One of the most common situations is that you have some data file containing the data you want to read. Perhaps this is data you've produced yourself or maybe it's from a collegue. In an ideal world the file will be perfectly formatted and will be trivial to import into pandas but since this is so often not the case, it provides a number of features to make your ife easier.
Full information on reading and writing is available in the pandas manual on IO tools but first it's worth noting the common formats that pandas can work with:
For this lesson we will focus on plain-text CSV files as they are perhaps the most common format.
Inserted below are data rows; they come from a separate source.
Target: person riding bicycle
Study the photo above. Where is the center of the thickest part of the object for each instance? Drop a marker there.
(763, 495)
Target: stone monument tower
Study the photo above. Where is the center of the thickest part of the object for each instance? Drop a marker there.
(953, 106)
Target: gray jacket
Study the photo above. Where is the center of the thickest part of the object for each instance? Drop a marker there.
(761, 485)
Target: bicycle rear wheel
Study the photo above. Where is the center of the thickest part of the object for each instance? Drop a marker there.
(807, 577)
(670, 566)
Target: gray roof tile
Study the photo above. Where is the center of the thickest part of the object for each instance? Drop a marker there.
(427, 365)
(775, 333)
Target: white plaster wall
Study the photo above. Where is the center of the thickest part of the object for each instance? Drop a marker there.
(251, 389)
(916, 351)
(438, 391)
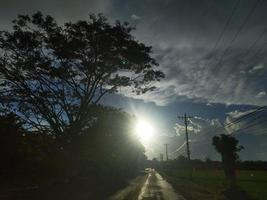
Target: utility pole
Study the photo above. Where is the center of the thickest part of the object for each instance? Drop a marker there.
(185, 118)
(167, 158)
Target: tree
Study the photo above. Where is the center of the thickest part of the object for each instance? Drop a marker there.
(228, 147)
(50, 74)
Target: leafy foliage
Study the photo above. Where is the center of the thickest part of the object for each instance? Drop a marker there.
(51, 73)
(228, 147)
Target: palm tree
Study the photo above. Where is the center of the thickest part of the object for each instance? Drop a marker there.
(228, 147)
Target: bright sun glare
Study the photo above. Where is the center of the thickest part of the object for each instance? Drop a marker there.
(144, 130)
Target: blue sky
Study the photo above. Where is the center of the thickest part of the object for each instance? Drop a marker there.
(216, 79)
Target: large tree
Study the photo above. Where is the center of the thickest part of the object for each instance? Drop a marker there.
(228, 147)
(50, 74)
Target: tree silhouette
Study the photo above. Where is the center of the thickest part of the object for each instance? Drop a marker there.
(51, 73)
(228, 147)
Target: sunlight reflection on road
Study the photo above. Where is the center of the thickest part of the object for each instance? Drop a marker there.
(156, 188)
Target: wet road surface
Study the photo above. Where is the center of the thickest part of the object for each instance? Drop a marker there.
(156, 188)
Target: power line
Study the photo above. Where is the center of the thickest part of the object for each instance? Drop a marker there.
(234, 39)
(238, 31)
(227, 24)
(256, 41)
(243, 117)
(185, 118)
(225, 27)
(167, 158)
(179, 148)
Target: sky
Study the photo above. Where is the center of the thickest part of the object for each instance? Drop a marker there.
(213, 54)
Imagine we have a CSV file like (if you are not running on notebooks.azure.com you will need to download this file from city_pop.csv):
!cat ./data/city_pop.csv # Uses the IPython 'magic' !cat to print the file
We can use the pandas function read_csv()
to read the file and convert it to a DataFrame
. Full documentation for this function can be found in the manual or, as with any Python object, directly in the notebook by typing help(pd.read_csv)
.
import pandas as pd
csv_file = './data/city_pop.csv'
pd.read_csv(csv_file)
We can see that by default it's done a fairly bad job of parsing the file (this is mostly because it has been construsted to be as obtuse as possible). It's making a lot of assumptions about the structure of the file but in general it's taking quite a naïve approach.
The first this we notice is that it's treating the text at the top of the file as though it's data. Checking the documentation we see that the simplest way to solve this is to use the skiprows
argument to the function to which we give an integer giving the number of rows to skip:
pd.read_csv(csv_file,
skiprows=5,
)
The next most obvious problem is that it is not separating the columns at all. This is controlled by the sep
argument which is set to ','
by default (hence comma separated values). We can simply set it to the appropriate semi-colon:
pd.read_csv(csv_file,
skiprows=5,
sep=';'
)
Reading the descriptive header of our data file we see that a value of -1
signifies a missing reading so we should mark those too. This can be done after the fact but it is simplest to do it at import-time using the na_values
argument:
pd.read_csv(csv_file,
skiprows=5,
sep=';',
na_values='-1'
)
The last this we want to do is use the year
column as the index for the DataFrame
. This can be done by passing the name of the column to the index_col
argument:
df3 = pd.read_csv(csv_file,
skiprows=5,
sep=';',
na_values='-1',
index_col='year'
)
df3